- Active: 1871–1936
- Country: Canada
- Branch: Canadian Militia
- Type: Line Infantry
- Role: Infantry
- Size: One Regiment
- Part of: Non-Permanent Active Militia
- Garrison/HQ: Amherst, Nova Scotia
- Motto: Cos Cheum Nach Gabh Tilleadh (Scottish Gaelic for 'Our footsteps will not allow us to go backwards')
- Engagements: Second Boer War; First World War;
- Battle honours: See #Battle Honours

= Cumberland Highlanders =

The Cumberland Highlanders was an infantry regiment of the Non-Permanent Active Militia of the Canadian Militia (now the Canadian Army).

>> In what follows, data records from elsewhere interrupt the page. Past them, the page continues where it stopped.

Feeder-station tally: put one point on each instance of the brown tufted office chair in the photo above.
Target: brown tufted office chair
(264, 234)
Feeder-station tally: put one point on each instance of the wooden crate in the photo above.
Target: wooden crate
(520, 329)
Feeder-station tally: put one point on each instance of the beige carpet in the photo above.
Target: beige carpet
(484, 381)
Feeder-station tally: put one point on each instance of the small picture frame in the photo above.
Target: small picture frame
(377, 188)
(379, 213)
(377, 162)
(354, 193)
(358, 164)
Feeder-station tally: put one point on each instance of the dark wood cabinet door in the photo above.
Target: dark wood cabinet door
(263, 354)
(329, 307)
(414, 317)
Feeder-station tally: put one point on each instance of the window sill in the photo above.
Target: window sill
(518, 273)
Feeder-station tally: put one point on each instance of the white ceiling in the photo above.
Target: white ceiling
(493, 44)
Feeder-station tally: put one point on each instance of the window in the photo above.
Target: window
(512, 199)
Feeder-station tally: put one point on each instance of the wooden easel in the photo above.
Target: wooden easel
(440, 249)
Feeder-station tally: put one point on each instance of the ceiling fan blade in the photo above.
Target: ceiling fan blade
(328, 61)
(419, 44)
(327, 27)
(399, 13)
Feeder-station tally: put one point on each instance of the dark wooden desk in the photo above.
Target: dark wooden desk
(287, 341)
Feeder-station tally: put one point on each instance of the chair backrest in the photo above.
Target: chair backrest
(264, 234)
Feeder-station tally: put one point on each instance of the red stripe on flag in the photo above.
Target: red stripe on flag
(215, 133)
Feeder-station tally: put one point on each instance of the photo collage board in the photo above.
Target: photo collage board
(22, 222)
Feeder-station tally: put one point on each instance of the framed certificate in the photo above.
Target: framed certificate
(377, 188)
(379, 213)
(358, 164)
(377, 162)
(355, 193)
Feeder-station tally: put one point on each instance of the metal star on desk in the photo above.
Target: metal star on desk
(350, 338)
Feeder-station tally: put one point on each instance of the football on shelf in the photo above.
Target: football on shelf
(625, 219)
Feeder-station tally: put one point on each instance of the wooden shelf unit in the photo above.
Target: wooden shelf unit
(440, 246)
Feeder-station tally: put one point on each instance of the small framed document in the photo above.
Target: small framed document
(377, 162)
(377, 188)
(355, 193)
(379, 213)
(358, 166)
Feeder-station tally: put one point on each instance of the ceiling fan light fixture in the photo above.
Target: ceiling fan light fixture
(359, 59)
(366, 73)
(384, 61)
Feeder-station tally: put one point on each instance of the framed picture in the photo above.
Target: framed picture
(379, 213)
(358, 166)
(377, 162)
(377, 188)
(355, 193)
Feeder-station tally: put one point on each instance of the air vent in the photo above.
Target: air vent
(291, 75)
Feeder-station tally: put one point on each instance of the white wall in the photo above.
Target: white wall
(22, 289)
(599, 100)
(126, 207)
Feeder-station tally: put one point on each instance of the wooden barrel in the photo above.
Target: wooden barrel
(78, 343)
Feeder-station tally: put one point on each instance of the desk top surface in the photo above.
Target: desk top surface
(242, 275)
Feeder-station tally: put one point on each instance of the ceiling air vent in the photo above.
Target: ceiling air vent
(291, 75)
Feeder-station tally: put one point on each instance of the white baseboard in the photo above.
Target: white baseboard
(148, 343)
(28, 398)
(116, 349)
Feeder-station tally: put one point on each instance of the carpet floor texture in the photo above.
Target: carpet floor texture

In 1936, the regiment was amalgamated with the Colchester and Hants Regiment to form the North Nova Scotia Highlanders.

== Lineage ==
- Originated on 6 April 1871, in Amherst, Cumberland County, Nova Scotia, as the Cumberland Provisional Battalion of Infantry.
- Redesignated on 12 June 1885, as the 93rd Cumberland Battalion of Infantry.
- Redesignated on 8 May 1900, as the 93rd Cumberland Regiment.
- Redesignated on 29 March 1920, as the Cumberland Regiment.
- Redesignated on 15 June 1927, as the Cumberland Highlanders.
- Amalgamated on 1 December 1936, with the Colchester and Hants Regiment (less C Company) and C Company of the 6th Machine Gun Battalion, CMGC (now the Princess Louise Fusiliers), and redesignated as the North Nova Scotia Highlanders (Machine Gun).

== History ==

=== Early history ===
On 6 April 1871, the Cumberland Provisional Battalion of Infantry was organized from four independent companies in Amherst; River Philip; Maccan and River Herbert, Tidnish, Nova Scotia.

On 12 June 1885, the battalion was redesignated as the 93rd Cumberland Battalion of Infantry.

=== South African War ===
During the South African War, the 93rd Cumberland Battalion of Infantry contributed volunteers for the Canadian Contingents, most notably for the 2nd (Special Service) Battalion, Royal Canadian Regiment.

=== Early 1900s ===
As a part of the country-wide reorganization of the Canadian Militia at the start of the 20th century, on 8 May 1900, the regiment was redesignated as the 93rd Cumberland Regiment.

=== First World War ===
On 15 July 1916, the 193rd Battalion (Nova Scotia Highlanders), CEF was authorized for service and on 12 October 1916, the battalion embarked for Great Britain. After its arrival in the UK, the battalion provided reinforcements for the Canadian Corps in the field. On 20 January 1917, the battalion's personnel were absorbed by the 17th Reserve Battalion, CEF. On 18 February 1918, the 193rd Battalion, CEF was disbanded.

=== 1920s–1930s ===
After the war the regiment was granted the perpetuation of the
193rd Battalion (Nova Scotia Highlanders), CEF.

On 1 April 1920, as a result of the reorganization of the Canadian Militia following the Otter Commission, the 93rd Cumberland Regiment was redesignated as the Cumberland Regiment.

On 16 June 1927, the regiment was redesignated as the Cumberland Highlanders.

On 1 December 1936, as a result of the 1936 Canadian Militia Reorganization, the Cumberland Highlanders were amalgamated with the Colchester and Hants Regiment and “C” Company of the 6th Machine Gun Battalion, CMGC, to form the North Nova Scotia Highlanders (Machine Gun) (now part of the Nova Scotia Highlanders).

== Battle honours ==

South African War
- South Africa, 1899–1900

Great War
- Arras, 1917, '18
- Ypres, 1917
- Amiens
- Hindenburg Line
- Pursuit to Mons

Of the First World War honors, "Arras, 1917;" "Amiens," the "Hindenburg Line," and the "Pursuit to Mons" were selected to be borne on colours and appointments.